Honeyblood @ O2 Academy, Oxford 05.11.14

For Honeyblood’s recent Halloween show in Glasgow on the NME New Breed Tour, singer/guitarist Stina Tweeddale and drummer Shona McVicar took to the stage dressed in full skeletal garb. Fast forward to a show taking place on Guy Fawkes night in Oxford, and a small part of our collective imaginations (or mine at least) was hoping for catherine wheels spinning perilously around the bass drum. Alas it was not to be, but perhaps this was for the best. Yes, because the building would inevitably have melted to the ground with headliners Superfood being forced to play their headline set atop a smouldering mass of rubble. But more importantly, Honeyblood came armed with one of the standout albums of the year and didn’t need to rely on any cheap tricks.
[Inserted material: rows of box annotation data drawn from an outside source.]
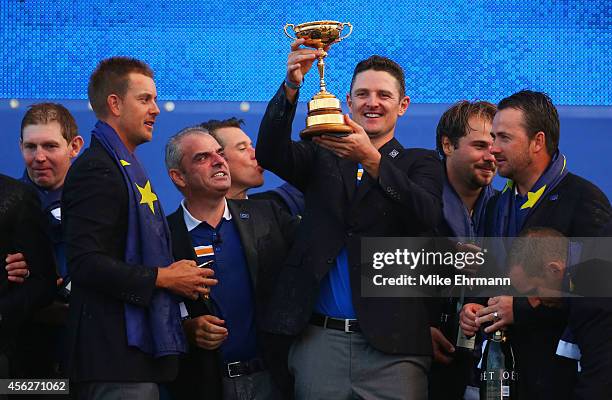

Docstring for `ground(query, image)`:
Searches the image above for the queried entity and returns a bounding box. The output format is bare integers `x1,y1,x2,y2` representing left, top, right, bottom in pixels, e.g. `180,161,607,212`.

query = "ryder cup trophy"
285,21,353,139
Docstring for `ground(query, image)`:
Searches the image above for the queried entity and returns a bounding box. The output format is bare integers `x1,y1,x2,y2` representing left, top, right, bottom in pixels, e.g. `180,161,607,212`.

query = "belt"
223,358,266,378
310,313,361,333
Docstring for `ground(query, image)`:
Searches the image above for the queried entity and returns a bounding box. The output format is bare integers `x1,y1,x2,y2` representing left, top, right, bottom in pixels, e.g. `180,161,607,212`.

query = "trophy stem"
317,51,327,93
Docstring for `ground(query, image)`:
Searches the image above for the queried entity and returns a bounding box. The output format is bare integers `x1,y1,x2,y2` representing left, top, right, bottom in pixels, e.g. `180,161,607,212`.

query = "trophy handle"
336,22,353,42
283,24,295,40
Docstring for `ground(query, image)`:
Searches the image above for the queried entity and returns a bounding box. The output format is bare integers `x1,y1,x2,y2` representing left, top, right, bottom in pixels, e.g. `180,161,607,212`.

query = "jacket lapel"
336,157,357,203
168,206,216,314
227,199,258,288
353,138,404,204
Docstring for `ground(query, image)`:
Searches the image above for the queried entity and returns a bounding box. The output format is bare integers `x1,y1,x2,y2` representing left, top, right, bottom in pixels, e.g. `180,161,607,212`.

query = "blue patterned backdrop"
0,0,612,105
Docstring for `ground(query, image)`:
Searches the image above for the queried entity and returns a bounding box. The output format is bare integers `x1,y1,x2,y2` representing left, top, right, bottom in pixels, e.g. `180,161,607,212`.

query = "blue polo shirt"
181,201,257,363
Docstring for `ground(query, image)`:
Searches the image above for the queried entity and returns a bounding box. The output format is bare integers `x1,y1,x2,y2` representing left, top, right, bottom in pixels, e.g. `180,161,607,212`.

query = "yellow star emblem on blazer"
521,185,546,210
136,181,157,214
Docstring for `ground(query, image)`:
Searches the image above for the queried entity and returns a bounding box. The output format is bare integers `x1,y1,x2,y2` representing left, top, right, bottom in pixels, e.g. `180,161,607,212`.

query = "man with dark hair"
0,174,55,379
62,57,215,399
166,126,296,400
257,39,442,399
199,117,304,216
429,100,496,399
199,118,263,199
509,227,612,399
461,90,612,398
6,103,83,282
6,103,83,377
Nov 5th, 2014 at O2 Academy, Oxford / By Dave Reynolds
Honeyblood Surrounded on stage by both Superfood’s and their own gear, the show felt like it was taking place inside a rather large garage... with a well stocked bar, and some neighbours with fancy haircuts. It lent itself to a more informal setting than usual, so when the opening riffs of ‘Fall Forever’ erupted, it felt like how a show should be, a little more DIY. While Honeyblood retain a certain lo-fi aesthetic from early recordings in their bathroom, airing these tracks live brings to the fore those hookwormy melodies. ‘Biro’ and ‘(I’d Rather Be) Anywhere But Here’ swoon across with a certain languid groove, channelling 90’s fem-pop like The Breeders and Throwing Muses, while bridging across to melodic contemporaries like Best Coast and Wolf Alice.

There’s an attitude to enjoy with this band too. Yes, there’s some savagery in the lyrics which shine through on the record, but the live setting shows something else. After a guitar change provides a whole host of fuzzy feedback and a struggle to get rid of it, Stina nonchalantly jumps into ‘No Spare Key’ saying we’re going to play loud enough that it won’t matter anyway. Then with ‘All Dragged Up’, which already features the highest BPM of any track they have, the duo thunder through it at what feels like double speed to celebrate self-anointed Jive Wednesday. So much jiving in fact that drummer Shona loses a shoe, an understandable casualty following her ferocious attack on her kit during the track.

And all this takes place before ending with the excellent ‘Super Rat’ and ‘Killer Bangs’. Forget about remembering Guy Fawkes once a year, if we can have a yearly tribute to Shona losing a shoe on Jive Wednesday as a result of going a little too hard on ‘All Dragged Up’, I can get behind that.